Het vermogen leidt via een forfaitair vastgestelde rente van 4% tot een fictief belastbare inkomen uit vermogen. Die 4% is veel te hoog. De Bond voor
Belastingbetalers en advieskantoor Grant Thornton gaan procederen over de rechtmatigheid van deze heffing. Zij stellen dat die heffing onrechtmatig is
omdat deze in feite neerkomt op onteigening, en dat is in strijd met het eigendomsrecht dat beschermd is krachtens het Eerste Protocol bij het Europees
Verdrag voor de Rechten van de Mens.
De Commissie van Dijkhuizen heeft alternatieven onderzocht, maar blijft met een kleine aanpassing toch bij deze opzet. Het echte rendement uit vermogen zou
moeilijk te meten zijn en moeilijk te verifiëren.
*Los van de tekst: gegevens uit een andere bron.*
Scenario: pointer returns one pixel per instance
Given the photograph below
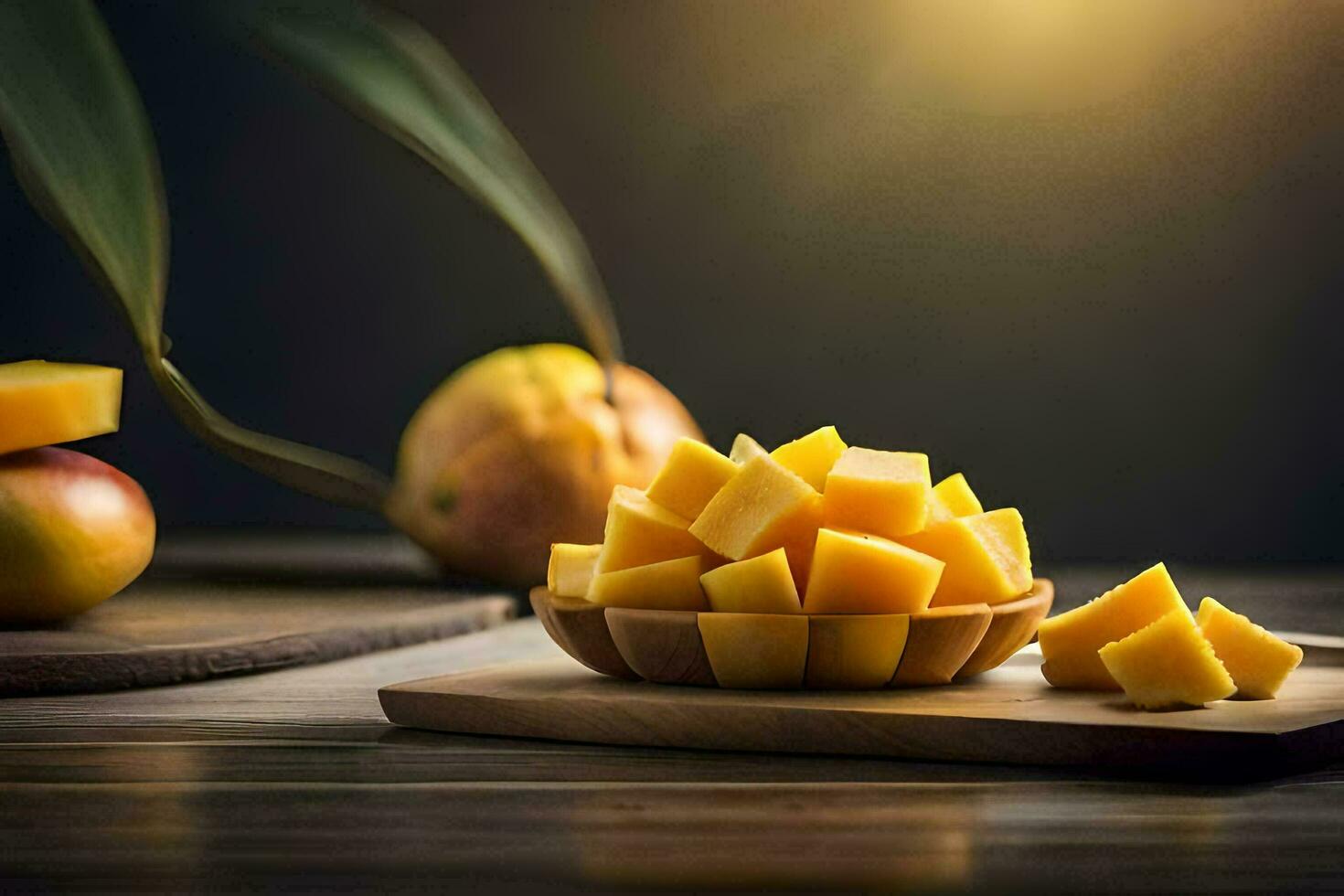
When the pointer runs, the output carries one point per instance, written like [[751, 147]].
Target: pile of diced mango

Dat overtuigt niet: de huidige geautomatiseerde rekeningen spuien de nodige gegevens ogenblikkelijk en
elke rekeninghouder krijgt en eindejaarsoverzicht. En het bankgeheim is verleden tijd en banken zijn verplicht om uitzonderlijke transactie te melden. Maar
met het argument “rechtsgevoel” stelt de commissie wel voor om de forfaitaire rente jaarlijks aan te passen op het niveau van de bancaire spaarrentes; dat
zou nu 2,4% moeten zijn.
Dat is weliswaar beter, maar andere bezwaren blijven. Een eerste geldt de marktwaarde van de aandelen. Het is realistischer om het eigen vermogen die deze
deelnemingen vertegenwoordigen als uitgangspunt te nemen; de gegevens daartoe zijn publiek beschikbaar. De vermogenswaarden fluctueren veel minder dan de
marktwaarden en geven daarmee ook een realistischer beeld. Met deze modificatie ontstaat het zo te noemen forfaitaire rentemodel (FR-model) van
het private vermogen.
Tabel 1. Het forfaitaire rentemodel (FR-model)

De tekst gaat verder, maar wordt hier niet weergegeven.